Start by reading sections What you really need to know to get a high-level overview about DataLad’s functionality, and continue with section A brief overview of DataLad for a short introduction to the fundamental principles of the software. Afterwards, you may want to skim through the different usecases to see whether one catches your attention. The DataLad cheat sheet, finally, can give you concrete command overviews.

2 Eager to try all of the things!

“I so want to try out all of DataLad!”

Awesome, and Welcome! The complete Basics part of the book was written for you. If you read it from start to end, you will become a DataLad expert. Don’t forget to install DataLad first, though. And if the Basics are not enough, continue right into the Use cases afterwards.

3 Seeking help

“I ran into a problem and hoped the book could help”.

The section How to get help may give you a good general overview on what to do if you encountered a problem. If you’re dealing with file system operations, Miscellaneous file system operations could be a resource to help you, and for all things configuration, the chapter Tuning datasets to your needs is your place to go to. If you are confused by symlinks or “permission denied” error in your dataset, checkout section Data integrity for some Basics on git-annex. The “Quick search” bar at the sidebar can also help to navigate to relevant sections, and the index at the end of the book can show you where all commands mentioned in the handbook are introduced.

If you’re seeking help with regard to large datasets you might want to take a look at Use case Scaling up: Managing 80TB and 15 million files from the HCP release.

If none of this helps, don’t hesitate to file an issue or post your question to We are happy to help, and appreciate bug reports!

4 The impatient

“I need to get going. FAST.”

Umm, sure. In principle, you can jump through the Basics and checkout precisely the sections you need, even though not all things will become clear.
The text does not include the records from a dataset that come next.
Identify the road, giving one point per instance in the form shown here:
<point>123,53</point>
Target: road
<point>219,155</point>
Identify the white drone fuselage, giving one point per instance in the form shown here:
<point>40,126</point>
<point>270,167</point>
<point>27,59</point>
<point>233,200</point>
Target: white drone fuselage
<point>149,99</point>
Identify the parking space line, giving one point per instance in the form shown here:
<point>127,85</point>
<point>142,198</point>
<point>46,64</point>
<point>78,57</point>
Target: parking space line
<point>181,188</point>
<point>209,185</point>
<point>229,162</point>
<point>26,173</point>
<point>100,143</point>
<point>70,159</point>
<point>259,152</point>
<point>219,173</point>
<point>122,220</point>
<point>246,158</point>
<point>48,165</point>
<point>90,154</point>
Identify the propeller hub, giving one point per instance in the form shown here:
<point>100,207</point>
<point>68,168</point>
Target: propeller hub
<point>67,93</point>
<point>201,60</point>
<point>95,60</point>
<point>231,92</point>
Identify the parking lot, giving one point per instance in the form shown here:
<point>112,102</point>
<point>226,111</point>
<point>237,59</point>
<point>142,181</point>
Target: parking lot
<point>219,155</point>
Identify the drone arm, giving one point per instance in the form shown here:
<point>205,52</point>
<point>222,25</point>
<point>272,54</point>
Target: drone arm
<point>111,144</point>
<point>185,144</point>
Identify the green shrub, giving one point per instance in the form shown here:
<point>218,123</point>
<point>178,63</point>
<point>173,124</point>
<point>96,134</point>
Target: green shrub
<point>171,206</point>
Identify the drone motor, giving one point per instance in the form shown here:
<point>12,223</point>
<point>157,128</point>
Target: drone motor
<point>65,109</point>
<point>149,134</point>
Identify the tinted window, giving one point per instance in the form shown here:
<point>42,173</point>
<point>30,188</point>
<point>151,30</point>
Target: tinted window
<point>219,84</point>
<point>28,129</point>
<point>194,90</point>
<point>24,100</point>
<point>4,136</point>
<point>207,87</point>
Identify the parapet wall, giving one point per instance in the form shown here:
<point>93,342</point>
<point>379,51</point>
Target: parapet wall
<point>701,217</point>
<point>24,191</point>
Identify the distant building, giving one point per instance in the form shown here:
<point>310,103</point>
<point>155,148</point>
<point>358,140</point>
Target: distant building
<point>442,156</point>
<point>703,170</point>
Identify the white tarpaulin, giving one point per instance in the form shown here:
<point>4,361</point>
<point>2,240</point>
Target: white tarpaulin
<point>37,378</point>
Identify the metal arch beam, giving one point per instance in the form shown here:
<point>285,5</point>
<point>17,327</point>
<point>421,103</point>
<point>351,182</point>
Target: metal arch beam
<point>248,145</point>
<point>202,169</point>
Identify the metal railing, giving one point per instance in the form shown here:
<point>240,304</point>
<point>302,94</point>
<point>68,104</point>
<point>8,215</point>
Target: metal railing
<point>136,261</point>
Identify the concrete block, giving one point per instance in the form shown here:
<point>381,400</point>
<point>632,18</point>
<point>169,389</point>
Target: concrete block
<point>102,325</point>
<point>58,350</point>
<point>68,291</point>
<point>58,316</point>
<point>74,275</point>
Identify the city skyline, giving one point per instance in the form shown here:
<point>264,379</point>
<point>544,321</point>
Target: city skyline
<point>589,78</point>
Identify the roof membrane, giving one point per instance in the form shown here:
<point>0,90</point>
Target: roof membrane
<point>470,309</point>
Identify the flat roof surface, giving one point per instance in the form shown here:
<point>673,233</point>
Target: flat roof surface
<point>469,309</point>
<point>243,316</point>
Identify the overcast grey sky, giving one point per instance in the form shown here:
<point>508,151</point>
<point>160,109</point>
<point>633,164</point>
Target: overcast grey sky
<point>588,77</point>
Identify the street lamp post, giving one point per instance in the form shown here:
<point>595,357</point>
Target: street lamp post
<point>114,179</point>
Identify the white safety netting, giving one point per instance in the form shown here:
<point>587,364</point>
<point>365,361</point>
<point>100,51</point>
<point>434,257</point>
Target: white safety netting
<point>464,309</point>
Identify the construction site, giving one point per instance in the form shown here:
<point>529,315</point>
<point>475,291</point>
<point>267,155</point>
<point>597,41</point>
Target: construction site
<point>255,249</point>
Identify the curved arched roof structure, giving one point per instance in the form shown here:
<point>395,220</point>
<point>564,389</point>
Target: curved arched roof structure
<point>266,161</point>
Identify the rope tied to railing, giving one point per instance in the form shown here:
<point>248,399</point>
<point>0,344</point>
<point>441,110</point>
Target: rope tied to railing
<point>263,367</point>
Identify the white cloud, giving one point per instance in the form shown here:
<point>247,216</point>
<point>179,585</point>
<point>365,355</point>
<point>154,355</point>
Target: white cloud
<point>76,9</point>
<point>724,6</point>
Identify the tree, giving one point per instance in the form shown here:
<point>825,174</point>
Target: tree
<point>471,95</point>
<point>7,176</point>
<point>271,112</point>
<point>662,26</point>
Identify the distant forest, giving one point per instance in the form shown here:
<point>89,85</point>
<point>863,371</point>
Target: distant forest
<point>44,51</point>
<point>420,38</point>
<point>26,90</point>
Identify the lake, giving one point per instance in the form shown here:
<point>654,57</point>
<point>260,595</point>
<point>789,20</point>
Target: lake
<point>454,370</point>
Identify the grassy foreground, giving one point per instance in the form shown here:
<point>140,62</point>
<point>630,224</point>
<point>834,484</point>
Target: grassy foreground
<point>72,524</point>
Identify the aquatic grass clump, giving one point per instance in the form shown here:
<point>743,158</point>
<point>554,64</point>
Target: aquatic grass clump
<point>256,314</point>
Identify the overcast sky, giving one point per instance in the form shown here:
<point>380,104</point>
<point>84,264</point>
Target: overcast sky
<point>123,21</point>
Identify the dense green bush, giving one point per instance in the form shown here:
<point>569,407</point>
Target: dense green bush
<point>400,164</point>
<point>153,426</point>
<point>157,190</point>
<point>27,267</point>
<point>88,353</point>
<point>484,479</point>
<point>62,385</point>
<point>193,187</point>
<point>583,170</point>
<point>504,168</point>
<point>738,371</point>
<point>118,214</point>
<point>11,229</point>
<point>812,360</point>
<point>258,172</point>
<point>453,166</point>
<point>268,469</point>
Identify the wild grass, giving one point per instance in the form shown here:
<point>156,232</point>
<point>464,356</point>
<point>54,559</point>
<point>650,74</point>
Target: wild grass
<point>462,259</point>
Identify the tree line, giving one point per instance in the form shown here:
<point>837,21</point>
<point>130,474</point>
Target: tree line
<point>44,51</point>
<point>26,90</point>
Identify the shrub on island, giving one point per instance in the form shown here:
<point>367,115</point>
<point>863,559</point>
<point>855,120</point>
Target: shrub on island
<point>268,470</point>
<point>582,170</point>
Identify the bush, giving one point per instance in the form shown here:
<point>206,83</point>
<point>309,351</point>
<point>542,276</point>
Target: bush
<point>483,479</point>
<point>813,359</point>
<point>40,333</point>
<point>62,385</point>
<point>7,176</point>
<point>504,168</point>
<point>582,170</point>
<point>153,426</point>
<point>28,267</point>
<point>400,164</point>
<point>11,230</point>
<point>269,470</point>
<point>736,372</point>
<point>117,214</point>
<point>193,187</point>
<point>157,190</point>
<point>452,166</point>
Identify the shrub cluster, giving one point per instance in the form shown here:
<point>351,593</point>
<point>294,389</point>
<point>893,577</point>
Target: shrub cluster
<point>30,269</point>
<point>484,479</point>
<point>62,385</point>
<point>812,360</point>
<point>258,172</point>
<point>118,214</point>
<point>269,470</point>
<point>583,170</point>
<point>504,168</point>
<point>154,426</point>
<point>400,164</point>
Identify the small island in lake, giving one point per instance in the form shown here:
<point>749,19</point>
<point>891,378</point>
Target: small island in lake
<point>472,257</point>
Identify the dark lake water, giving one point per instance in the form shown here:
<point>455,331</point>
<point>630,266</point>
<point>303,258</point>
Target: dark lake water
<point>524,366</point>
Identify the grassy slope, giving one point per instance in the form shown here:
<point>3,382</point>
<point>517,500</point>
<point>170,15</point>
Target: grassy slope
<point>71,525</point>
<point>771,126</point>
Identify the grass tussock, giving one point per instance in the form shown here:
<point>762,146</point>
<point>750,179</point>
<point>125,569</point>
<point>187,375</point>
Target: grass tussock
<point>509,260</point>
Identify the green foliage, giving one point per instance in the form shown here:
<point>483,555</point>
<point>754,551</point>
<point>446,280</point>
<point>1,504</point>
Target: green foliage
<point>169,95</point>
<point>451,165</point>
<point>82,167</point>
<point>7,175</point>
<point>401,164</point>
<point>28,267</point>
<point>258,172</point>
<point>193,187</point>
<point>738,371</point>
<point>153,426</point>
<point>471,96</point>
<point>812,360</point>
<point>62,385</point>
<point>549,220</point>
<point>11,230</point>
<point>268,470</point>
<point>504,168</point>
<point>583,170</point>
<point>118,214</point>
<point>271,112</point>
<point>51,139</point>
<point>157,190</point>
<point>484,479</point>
It’s best to keep the DataLad cheat sheet near by.

You want to know how to set-up and share an analysis with DataLad? Reading chapters DataLad datasets, Under the hood: git-annex, Make the most out of datasets and chapter Third party infrastructure should work for you.

You want to use DataLad as a back-up or dataset storage solution? Go to section Remote indexed archives for dataset storage and backup and use case Building a scalable data storage for scientific computing.

5 The data publisher

“I have a large amount of data that I want to publish, and thought DataLad would be a potential solution.”

If you’re not yet familiar with DataLad’s concept of a dataset, quickly read through the chapter DataLad datasets, and reading Under the hood: git-annex is also a good idea to get the Basics of how large files in datasets are handled. Afterwards, jump to chapter Third party infrastructure. Depending on the amount of data, it may make sense to read about an example of a large dataset (80TB/15 million files) in the use case Scaling up: Managing 80TB and 15 million files from the HCP release, and about the possibility of a Remote Indexed Archive (RIA) store in the section Remote indexed archives for dataset storage and backup and the use case Building a scalable data storage for scientific computing.

6 The advanced user

“Don’t bore me with all the introductory stuff…”

You already have plenty of DataLad experience and want to learn about advanced aspects of it? The handbook can show you a few of those! The section Configurations to go can show you how to write or distribute run-procedures. The section DataLad’s result hooks introduces the hook feature of DataLad. The section

can show you how to use DataLad’s rclone helper for special remotes. The section Remote indexed archives for dataset storage and backup introduces the concept of a Remote Indexed Archive (RIA) store. Still not enough? We’re happy to consider your feature request for new handbook content, but also your pull request with your addition or use case.

7 Teacher

“I came here to teach!”

Awesome! There are instructions in section Teaching with the DataLad Handbook, and the companion repository at contains slides, code casts, and tools for teaching.